Finite-element modeling of soft solids with liquid inclusions

Surface tension is an important factor in the behavior of fluids but typically has a minimal or negligible effect in solids. However, when a solid is soft and its characteristic dimension is small, forces due to surface tension can become important and significantly affect elastic deformation, leading to interesting elasto-capillary phenomena. We have developed a finite-element formulation accounting for surface tension and large deformations in three-dimensional settings and demonstrate the simulation capability by examining a class of problems involving fluid-filled droplet inclusions in a soft solid matrix. Specifically, we (1) consider the response of isolated droplets under far-field loading and (2) micromechanically model composite materials made up of a finite volume fraction of fluid-filled inclusions in a soft solid matrix.
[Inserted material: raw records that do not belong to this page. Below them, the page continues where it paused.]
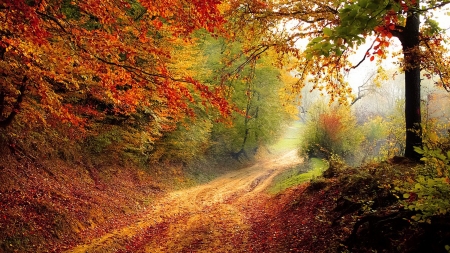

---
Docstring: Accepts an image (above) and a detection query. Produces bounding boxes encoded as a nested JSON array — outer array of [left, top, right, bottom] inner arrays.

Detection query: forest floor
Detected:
[[64, 150, 303, 253], [63, 150, 450, 253], [3, 124, 449, 252]]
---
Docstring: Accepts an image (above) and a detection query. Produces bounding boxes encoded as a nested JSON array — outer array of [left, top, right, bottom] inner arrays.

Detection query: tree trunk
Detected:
[[236, 90, 253, 159], [401, 5, 422, 160], [0, 77, 27, 128]]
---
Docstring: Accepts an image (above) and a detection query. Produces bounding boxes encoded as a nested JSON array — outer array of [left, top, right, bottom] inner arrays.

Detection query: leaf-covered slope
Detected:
[[244, 159, 450, 253], [0, 144, 164, 253]]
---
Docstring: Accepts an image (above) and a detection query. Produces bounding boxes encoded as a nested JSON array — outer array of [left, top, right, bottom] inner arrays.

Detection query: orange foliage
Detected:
[[319, 113, 344, 143], [0, 0, 231, 133]]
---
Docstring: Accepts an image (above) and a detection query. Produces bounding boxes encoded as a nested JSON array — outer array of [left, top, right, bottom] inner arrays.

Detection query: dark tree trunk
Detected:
[[233, 90, 253, 160], [0, 77, 27, 128], [399, 6, 422, 160]]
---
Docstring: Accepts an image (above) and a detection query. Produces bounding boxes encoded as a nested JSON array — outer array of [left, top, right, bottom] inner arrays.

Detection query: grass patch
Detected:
[[270, 122, 303, 153], [268, 158, 328, 194]]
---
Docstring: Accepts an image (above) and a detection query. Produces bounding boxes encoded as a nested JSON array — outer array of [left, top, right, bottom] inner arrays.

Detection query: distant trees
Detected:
[[196, 35, 295, 161]]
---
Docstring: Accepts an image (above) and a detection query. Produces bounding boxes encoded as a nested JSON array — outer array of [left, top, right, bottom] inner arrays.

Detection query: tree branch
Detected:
[[423, 39, 450, 91], [351, 36, 378, 69], [36, 11, 68, 33], [350, 72, 376, 106], [417, 2, 450, 13]]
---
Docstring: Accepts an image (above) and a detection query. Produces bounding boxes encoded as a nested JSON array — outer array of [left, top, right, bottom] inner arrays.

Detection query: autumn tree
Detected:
[[0, 0, 231, 146], [225, 0, 450, 160], [146, 37, 217, 164], [227, 54, 293, 159], [306, 0, 450, 160], [300, 101, 364, 163]]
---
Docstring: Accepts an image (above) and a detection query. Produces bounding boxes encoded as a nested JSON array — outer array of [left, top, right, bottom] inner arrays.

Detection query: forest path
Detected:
[[65, 150, 302, 253]]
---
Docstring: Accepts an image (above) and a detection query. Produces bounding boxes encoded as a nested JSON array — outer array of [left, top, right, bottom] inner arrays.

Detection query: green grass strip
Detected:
[[268, 158, 328, 194]]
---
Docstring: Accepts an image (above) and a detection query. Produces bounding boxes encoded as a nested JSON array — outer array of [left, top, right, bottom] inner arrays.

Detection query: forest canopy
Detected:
[[1, 0, 450, 162]]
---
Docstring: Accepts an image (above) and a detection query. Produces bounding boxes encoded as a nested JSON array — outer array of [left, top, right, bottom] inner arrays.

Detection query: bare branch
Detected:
[[350, 72, 377, 106]]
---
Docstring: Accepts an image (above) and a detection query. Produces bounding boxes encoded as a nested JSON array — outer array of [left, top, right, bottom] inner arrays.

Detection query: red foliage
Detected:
[[0, 0, 231, 133], [0, 146, 164, 252], [318, 113, 344, 143], [241, 184, 349, 252]]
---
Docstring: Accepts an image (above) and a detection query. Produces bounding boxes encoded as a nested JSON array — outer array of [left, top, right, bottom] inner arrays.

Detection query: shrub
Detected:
[[378, 99, 406, 158], [359, 116, 389, 162], [396, 146, 450, 222], [300, 103, 364, 163]]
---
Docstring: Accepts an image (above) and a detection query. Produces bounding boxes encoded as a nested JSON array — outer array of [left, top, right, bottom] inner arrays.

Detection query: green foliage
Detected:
[[379, 99, 406, 158], [396, 146, 450, 222], [61, 0, 81, 20], [85, 128, 121, 154], [306, 0, 397, 58], [392, 96, 450, 222], [423, 18, 443, 36], [417, 146, 450, 177], [83, 124, 158, 167], [358, 116, 389, 161], [151, 118, 213, 164], [299, 102, 364, 162], [268, 158, 328, 194], [362, 116, 387, 143], [200, 36, 293, 159]]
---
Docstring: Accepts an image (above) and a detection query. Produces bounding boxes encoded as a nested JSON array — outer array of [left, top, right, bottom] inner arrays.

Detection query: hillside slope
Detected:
[[0, 144, 164, 252], [245, 159, 450, 253]]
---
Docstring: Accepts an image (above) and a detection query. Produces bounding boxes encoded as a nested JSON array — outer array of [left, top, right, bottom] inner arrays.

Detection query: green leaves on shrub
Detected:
[[395, 146, 450, 222]]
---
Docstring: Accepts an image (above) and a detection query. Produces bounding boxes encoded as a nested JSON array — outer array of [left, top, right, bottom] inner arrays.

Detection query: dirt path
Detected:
[[65, 150, 302, 253]]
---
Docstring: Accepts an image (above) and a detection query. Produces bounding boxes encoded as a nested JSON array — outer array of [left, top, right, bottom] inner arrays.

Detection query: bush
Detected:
[[359, 116, 389, 162], [300, 103, 364, 163], [396, 146, 450, 222]]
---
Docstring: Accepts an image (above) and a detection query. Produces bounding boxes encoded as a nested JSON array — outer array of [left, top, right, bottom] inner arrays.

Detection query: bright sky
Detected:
[[346, 5, 450, 90], [282, 4, 450, 94]]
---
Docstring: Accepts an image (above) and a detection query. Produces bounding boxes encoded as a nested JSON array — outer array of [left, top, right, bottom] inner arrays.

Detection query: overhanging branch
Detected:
[[351, 36, 378, 69]]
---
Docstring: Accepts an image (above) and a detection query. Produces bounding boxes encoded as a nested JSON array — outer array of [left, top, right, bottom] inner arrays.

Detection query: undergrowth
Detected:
[[0, 137, 166, 253], [247, 155, 450, 253]]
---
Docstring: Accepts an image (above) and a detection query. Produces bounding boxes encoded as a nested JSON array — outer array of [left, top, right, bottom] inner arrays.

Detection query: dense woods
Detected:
[[1, 0, 450, 252]]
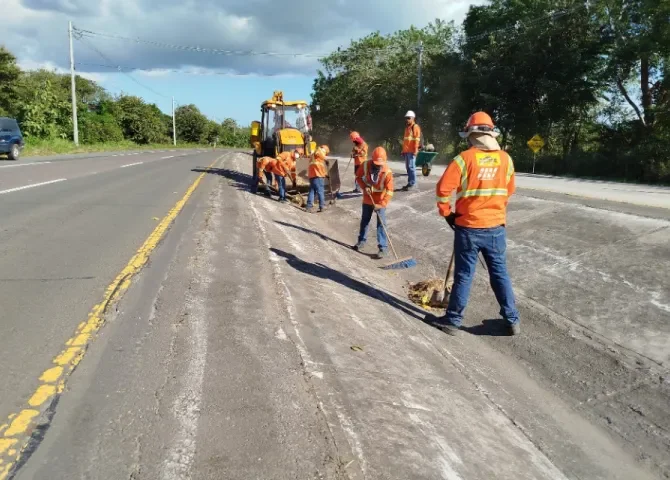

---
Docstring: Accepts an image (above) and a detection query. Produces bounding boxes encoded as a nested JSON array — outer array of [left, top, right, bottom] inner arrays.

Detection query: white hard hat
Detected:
[[404, 110, 416, 118]]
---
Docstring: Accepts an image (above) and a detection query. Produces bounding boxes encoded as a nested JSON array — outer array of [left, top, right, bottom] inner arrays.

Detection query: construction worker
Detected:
[[273, 150, 299, 203], [306, 145, 329, 212], [401, 110, 422, 191], [256, 155, 276, 197], [434, 111, 520, 336], [350, 131, 368, 193], [353, 146, 394, 259]]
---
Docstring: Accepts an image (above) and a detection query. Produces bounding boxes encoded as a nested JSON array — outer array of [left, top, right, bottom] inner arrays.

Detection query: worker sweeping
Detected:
[[273, 150, 299, 203], [350, 131, 368, 193], [256, 155, 276, 197], [306, 145, 329, 212], [353, 147, 394, 259], [433, 111, 520, 336], [401, 110, 422, 191]]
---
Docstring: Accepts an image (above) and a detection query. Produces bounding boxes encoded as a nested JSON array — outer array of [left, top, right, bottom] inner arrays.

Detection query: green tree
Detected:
[[175, 104, 208, 143], [112, 95, 166, 144], [0, 46, 21, 116]]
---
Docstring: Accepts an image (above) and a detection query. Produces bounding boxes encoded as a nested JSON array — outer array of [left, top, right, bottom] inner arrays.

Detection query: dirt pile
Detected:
[[407, 278, 445, 309]]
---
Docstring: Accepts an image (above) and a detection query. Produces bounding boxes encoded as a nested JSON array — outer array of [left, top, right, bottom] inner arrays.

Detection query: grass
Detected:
[[22, 138, 209, 157]]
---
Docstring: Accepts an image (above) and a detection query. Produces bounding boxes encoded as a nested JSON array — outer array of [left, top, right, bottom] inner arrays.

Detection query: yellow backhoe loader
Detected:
[[250, 91, 340, 205]]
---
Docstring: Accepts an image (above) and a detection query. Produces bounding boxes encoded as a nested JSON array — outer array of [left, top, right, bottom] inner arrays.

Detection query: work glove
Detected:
[[445, 212, 458, 230], [374, 205, 382, 212]]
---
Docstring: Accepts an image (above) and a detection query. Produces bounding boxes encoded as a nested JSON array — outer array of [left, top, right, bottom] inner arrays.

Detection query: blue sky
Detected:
[[93, 70, 317, 126], [6, 0, 483, 126]]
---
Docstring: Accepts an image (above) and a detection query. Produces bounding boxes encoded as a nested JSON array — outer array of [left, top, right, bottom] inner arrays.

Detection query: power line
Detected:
[[75, 62, 309, 78], [76, 36, 170, 99]]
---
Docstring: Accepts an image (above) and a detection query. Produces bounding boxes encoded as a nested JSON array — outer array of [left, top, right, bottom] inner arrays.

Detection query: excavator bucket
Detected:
[[291, 157, 340, 202]]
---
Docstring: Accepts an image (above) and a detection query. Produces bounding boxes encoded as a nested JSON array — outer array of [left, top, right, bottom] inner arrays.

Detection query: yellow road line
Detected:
[[0, 157, 221, 479]]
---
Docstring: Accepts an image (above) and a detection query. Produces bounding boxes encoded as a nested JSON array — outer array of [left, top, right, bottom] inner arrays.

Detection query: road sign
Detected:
[[527, 134, 545, 153]]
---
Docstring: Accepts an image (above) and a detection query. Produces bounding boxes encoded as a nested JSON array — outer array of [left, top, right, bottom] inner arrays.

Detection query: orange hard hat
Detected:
[[349, 131, 361, 141], [460, 111, 498, 138], [371, 146, 387, 165]]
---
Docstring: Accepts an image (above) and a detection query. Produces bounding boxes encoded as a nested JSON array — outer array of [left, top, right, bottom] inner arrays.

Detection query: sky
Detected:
[[4, 0, 483, 125]]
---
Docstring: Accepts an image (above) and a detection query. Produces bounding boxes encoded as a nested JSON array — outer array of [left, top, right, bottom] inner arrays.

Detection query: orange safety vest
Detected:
[[436, 147, 515, 228], [273, 152, 294, 178], [308, 149, 328, 178], [257, 156, 276, 179], [356, 161, 394, 208], [402, 123, 421, 154], [352, 141, 368, 167]]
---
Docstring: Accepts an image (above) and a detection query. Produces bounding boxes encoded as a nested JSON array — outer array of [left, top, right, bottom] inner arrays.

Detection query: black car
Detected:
[[0, 117, 25, 160]]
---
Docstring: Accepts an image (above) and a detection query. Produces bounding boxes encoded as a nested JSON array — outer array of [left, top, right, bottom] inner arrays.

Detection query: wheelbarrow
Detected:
[[415, 151, 439, 177]]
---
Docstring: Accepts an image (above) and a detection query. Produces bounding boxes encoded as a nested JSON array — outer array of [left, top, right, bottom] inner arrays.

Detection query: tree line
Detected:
[[0, 47, 250, 148], [310, 0, 670, 183]]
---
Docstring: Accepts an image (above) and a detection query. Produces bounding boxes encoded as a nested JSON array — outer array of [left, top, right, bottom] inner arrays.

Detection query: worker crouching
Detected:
[[434, 112, 520, 336], [306, 145, 330, 212], [256, 156, 276, 197], [273, 150, 299, 203], [353, 147, 394, 259]]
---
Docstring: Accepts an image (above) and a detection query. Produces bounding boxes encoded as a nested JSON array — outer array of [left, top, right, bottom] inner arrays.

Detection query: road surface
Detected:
[[0, 150, 667, 479]]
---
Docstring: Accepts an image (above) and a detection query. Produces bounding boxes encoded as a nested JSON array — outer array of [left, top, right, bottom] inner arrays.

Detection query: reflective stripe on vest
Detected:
[[362, 162, 388, 193], [506, 157, 515, 182], [462, 188, 508, 197], [404, 125, 420, 141], [453, 155, 469, 199]]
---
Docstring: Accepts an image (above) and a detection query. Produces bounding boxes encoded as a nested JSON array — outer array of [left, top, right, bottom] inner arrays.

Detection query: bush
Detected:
[[80, 112, 124, 144]]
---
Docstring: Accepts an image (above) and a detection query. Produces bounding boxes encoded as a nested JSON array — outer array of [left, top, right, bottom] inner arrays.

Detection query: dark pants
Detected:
[[306, 177, 325, 209], [358, 204, 388, 250], [445, 225, 519, 327]]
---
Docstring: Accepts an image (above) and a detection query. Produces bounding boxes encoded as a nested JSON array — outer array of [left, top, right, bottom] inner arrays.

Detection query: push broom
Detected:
[[367, 188, 417, 270]]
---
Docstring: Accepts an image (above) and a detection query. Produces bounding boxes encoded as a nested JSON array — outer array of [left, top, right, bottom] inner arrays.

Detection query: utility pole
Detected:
[[417, 40, 424, 116], [68, 21, 79, 146], [172, 96, 177, 146]]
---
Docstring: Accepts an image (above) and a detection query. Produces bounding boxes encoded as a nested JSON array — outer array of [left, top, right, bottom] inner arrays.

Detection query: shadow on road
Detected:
[[271, 247, 426, 321], [192, 167, 251, 192], [275, 220, 375, 256], [462, 319, 512, 336]]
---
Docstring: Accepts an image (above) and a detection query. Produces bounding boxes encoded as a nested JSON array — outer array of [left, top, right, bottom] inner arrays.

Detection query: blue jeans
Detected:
[[306, 177, 325, 209], [445, 225, 519, 327], [277, 175, 287, 200], [264, 171, 273, 184], [358, 204, 388, 250], [403, 153, 417, 186]]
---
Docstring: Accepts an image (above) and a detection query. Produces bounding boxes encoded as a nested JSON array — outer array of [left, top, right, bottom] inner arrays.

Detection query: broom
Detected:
[[367, 188, 417, 270]]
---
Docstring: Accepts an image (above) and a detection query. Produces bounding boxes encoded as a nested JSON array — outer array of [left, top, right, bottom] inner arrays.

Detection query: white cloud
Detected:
[[5, 0, 479, 77]]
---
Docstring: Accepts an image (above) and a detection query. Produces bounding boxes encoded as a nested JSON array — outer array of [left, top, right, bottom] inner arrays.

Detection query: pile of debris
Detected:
[[407, 278, 446, 310]]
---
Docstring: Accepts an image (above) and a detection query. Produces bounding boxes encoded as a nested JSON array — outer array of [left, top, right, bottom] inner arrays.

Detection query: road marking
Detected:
[[0, 161, 51, 169], [0, 179, 67, 195], [0, 156, 221, 479], [120, 161, 144, 168], [162, 155, 174, 159]]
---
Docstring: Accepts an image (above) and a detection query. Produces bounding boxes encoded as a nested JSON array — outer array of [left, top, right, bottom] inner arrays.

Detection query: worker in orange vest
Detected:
[[273, 150, 299, 203], [353, 147, 394, 259], [256, 156, 276, 197], [350, 131, 368, 193], [306, 145, 330, 212], [401, 110, 422, 191], [433, 111, 520, 336]]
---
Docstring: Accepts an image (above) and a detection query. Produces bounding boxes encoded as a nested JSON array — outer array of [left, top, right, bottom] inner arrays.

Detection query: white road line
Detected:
[[0, 178, 67, 195], [0, 161, 52, 169], [161, 155, 174, 159], [120, 161, 144, 168]]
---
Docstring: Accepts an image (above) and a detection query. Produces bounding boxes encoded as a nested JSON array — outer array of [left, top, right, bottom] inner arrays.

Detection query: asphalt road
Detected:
[[1, 150, 667, 479]]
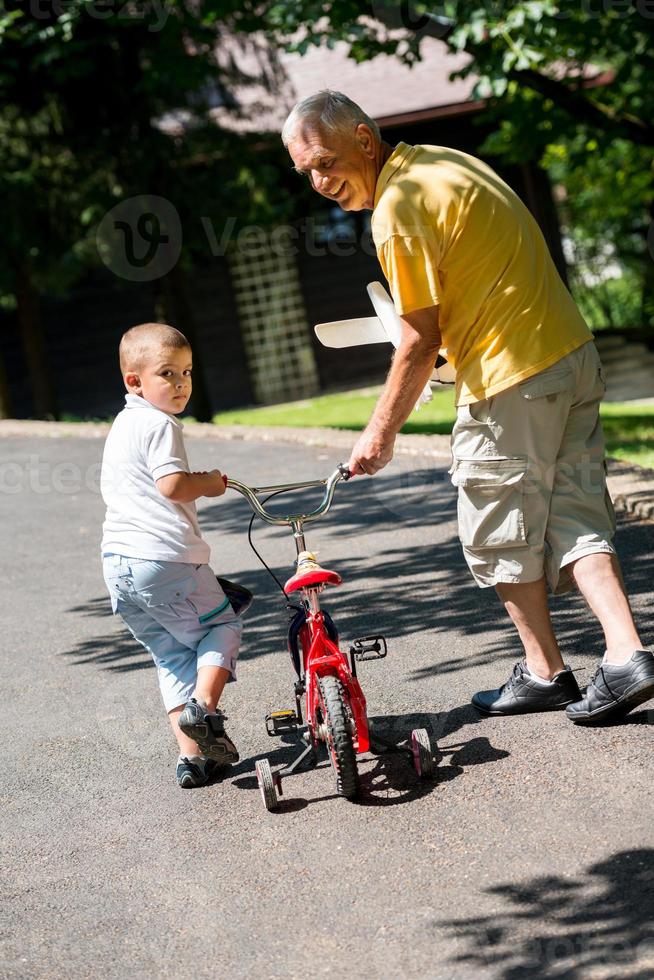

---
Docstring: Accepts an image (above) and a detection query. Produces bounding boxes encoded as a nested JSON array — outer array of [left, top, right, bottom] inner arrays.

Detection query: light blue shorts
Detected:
[[102, 555, 242, 712]]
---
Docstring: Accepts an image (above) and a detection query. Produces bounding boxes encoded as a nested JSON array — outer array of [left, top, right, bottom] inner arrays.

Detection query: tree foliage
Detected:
[[0, 0, 652, 417], [0, 0, 301, 416], [262, 1, 654, 148], [260, 0, 654, 326]]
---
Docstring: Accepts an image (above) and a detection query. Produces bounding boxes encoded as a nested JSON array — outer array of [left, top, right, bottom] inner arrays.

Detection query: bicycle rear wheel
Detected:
[[318, 674, 359, 799]]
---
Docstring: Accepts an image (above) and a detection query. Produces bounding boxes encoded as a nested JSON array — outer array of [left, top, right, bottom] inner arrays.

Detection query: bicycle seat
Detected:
[[285, 551, 342, 593]]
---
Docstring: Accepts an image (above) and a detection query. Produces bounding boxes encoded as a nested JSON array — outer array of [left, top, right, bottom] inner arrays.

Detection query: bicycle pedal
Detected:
[[265, 709, 300, 737], [350, 636, 388, 662]]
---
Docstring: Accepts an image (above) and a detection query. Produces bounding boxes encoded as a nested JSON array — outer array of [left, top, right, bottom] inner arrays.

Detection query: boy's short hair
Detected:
[[119, 323, 190, 375]]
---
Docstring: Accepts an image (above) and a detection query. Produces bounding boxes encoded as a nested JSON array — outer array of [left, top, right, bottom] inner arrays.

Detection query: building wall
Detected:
[[1, 111, 568, 418], [297, 224, 392, 391], [0, 261, 252, 419]]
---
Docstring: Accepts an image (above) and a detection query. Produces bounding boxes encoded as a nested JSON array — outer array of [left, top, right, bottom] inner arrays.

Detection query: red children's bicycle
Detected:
[[227, 464, 435, 811]]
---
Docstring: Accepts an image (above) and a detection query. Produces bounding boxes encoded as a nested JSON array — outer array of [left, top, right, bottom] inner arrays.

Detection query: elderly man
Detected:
[[282, 90, 654, 724]]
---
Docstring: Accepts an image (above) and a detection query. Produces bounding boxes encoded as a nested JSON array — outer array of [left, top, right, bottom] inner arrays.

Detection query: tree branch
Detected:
[[510, 67, 654, 147]]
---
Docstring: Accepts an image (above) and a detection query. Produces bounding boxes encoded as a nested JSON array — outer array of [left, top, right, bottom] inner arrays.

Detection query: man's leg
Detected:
[[564, 551, 654, 724], [468, 574, 581, 715], [495, 575, 565, 679], [451, 353, 586, 715], [569, 552, 642, 664]]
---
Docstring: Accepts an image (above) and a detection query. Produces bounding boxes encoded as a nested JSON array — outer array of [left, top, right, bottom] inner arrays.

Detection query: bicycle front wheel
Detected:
[[318, 674, 359, 799]]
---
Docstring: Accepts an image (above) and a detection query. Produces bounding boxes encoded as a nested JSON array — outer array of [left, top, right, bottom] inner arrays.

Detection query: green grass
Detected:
[[213, 386, 654, 469], [599, 402, 654, 469], [213, 386, 458, 435]]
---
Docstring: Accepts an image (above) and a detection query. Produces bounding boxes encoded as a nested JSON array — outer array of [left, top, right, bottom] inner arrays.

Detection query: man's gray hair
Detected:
[[281, 90, 381, 147]]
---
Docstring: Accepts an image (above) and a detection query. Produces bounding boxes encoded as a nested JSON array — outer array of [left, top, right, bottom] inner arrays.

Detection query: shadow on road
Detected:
[[226, 707, 509, 811], [64, 476, 654, 699], [438, 848, 654, 978]]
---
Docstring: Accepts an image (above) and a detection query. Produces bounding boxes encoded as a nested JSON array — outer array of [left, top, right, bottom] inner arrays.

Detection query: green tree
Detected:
[[263, 1, 653, 146], [542, 135, 653, 328], [262, 0, 654, 324], [0, 1, 296, 418]]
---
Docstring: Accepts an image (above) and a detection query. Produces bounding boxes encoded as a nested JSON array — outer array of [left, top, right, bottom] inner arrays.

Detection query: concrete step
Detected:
[[598, 343, 653, 365], [604, 383, 654, 402], [594, 335, 628, 351], [593, 334, 654, 400], [604, 362, 654, 380]]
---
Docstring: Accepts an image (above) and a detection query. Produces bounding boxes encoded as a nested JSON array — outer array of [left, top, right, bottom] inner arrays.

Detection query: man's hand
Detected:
[[348, 426, 395, 476]]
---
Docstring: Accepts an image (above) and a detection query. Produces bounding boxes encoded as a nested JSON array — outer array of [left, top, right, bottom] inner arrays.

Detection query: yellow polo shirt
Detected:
[[371, 143, 592, 405]]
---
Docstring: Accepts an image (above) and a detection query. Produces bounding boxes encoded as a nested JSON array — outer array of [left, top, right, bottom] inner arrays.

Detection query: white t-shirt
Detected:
[[101, 394, 210, 563]]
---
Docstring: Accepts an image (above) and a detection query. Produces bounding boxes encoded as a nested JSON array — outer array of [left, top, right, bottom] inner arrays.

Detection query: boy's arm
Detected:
[[156, 469, 226, 504]]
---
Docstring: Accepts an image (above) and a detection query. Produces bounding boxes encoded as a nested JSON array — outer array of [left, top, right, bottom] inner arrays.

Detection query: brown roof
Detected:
[[206, 35, 477, 134]]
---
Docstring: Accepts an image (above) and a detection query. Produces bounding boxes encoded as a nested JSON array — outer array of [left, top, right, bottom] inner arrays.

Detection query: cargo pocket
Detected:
[[128, 560, 197, 608], [451, 457, 529, 550], [518, 362, 574, 401]]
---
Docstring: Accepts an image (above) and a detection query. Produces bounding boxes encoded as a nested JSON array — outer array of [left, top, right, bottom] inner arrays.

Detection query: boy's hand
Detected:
[[203, 469, 227, 497]]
In the latter case, recent experimental work in the literature has shown that when the matrix material is sufficiently compliant, the presence of droplets leads to stiffening-counter to the intuitive notion of the presence of fluid-filled inclusions leading to a more compliant composite material. We show that our numerical simulation capability predicts all experimentally observed phenomena related to fluid-filled inclusions in soft solids. Furthermore, we consider the large-deformation response of composite materials with fluid-filled inclusions-a situation difficult to address using analytical methods.